Toelating tot de wettelijke schuldsaneringsregeling (WSNP) met verzoek om eerdere ingangsdatum

In deze zaak heeft de rechtbank Den Haag op 18 november 2024 uitspraak gedaan in een verzoek tot toelating tot de wettelijke schuldsaneringsregeling (WSNP) van een verzoeker die zich in een problematische schuldensituatie bevindt. De verzoeker heeft een verzoek ingediend om toegelaten te worden tot de WSNP, wat is behandeld op de zitting van 11 november 2024. Tijdens deze zitting waren de verzoeker, zijn moeder, en schuldhulpverleners van de gemeente Den Haag aanwezig. De rechtbank heeft vastgesteld dat de verzoeker voldoet aan de eisen voor toelating tot de WSNP, waaronder de vereiste van te goeder trouw zijn bij het ontstaan van de schulden en de verwachting dat hij aan de verplichtingen van de WSNP zal voldoen.

De rechtbank heeft ook de ingangsdatum van de WSNP vastgesteld. De verzoeker heeft verzocht om een eerdere ingangsdatum, meer dan achttien maanden voor de datum van het vonnis. De rechtbank heeft geoordeeld dat de verzoeker gedurende de afgelopen achttien maanden aan zijn verplichtingen heeft voldaan en heeft de ingangsdatum van de WSNP vastgesteld op 18 mei 2023. De rechtbank heeft de termijn van de WSNP vastgesteld op vierentwintig maanden, te rekenen vanaf deze datum, en heeft de termijn verlengd met zes maanden vanwege de omstandigheden van de verzoeker.

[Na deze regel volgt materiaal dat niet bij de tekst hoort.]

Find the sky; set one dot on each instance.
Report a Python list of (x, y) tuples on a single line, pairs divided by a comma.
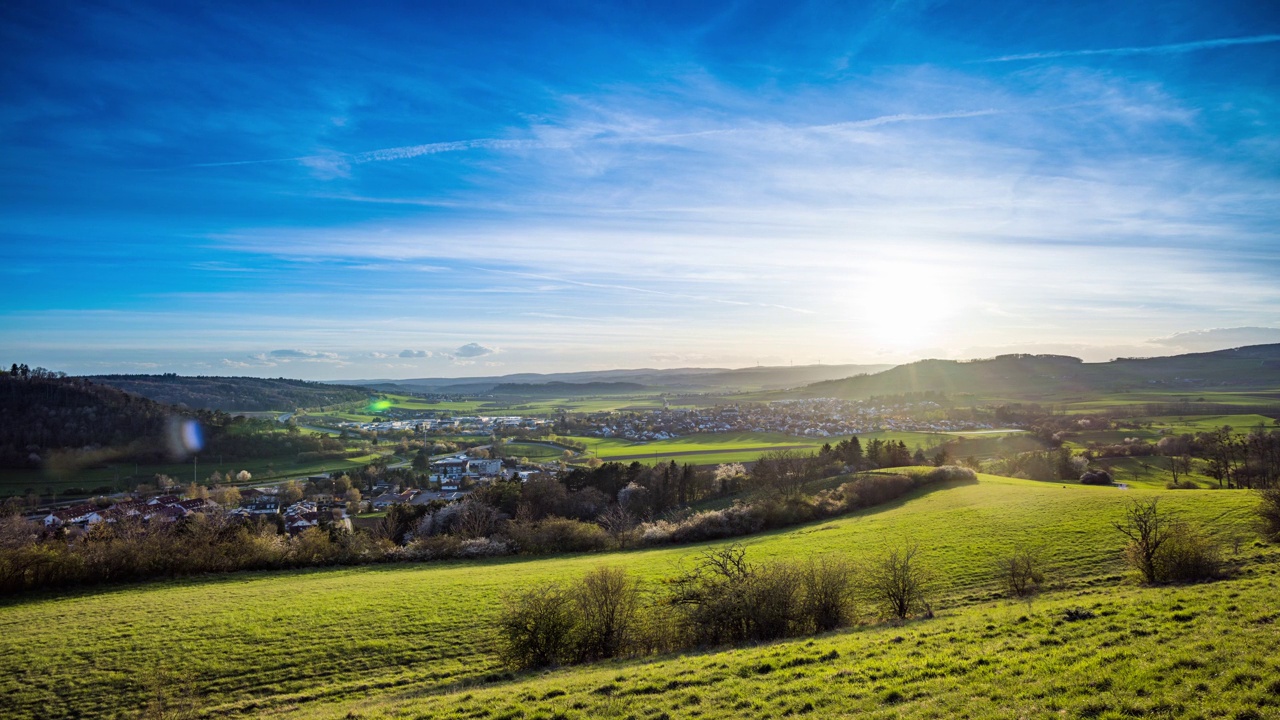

Daarnaast is er een bewindvoerder benoemd die toezicht houdt op de naleving van de verplichtingen van de verzoeker. De rechtbank heeft ook bepaald dat alle gelegde beslagen komen te vervallen door deze uitspraak. De beslissing is openbaar uitgesproken en is in overeenstemming met de geldende wetgeving en procedures voor de WSNP.

Uitspraak

vonnis
RECHTBANKDEN HAAG
Team Insolventies
insolventienummer: C/09/24/112 R
vonnis van 18 november 2024
op het verzoek van:
[verzoeker] ,
wonende te [adres] ,
[postcode] [woonplaats] .
Waar deze zaak over gaat
[verzoeker] bevindt zich in een problematische schuldensituatie. Om tot een oplossing voor zijn schulden te komen heeft [verzoeker] een verzoek gedaan te worden toegelaten tot de wettelijke schuldsaneringsregeling (WSNP). Dit verzoek wordt toegewezen. De rechtbank legt hierna uit waarom zij zo beslist.

1.De procedure

1.1.
[verzoeker] heeft een verzoek ingediend om te worden toegelaten tot de WSNP.
1.2.
Het verzoek is behandeld op de zitting van 11 november 2024. Met de uitnodiging voor deze zitting is aan [verzoeker] een WSNP-informatieboekje meegezonden. Op de zitting verschenen:
- [verzoeker] , vergezeld door zijn moeder,
- mevrouw [naam 1] en mevrouw [naam 2] , schuldhulpverleners van de gemeente Den Haag,
- de heer [naam 3] , beschermingsbewindvoerder bij A.A. Bewindvoering, t.h.o.d.n. Stabilum.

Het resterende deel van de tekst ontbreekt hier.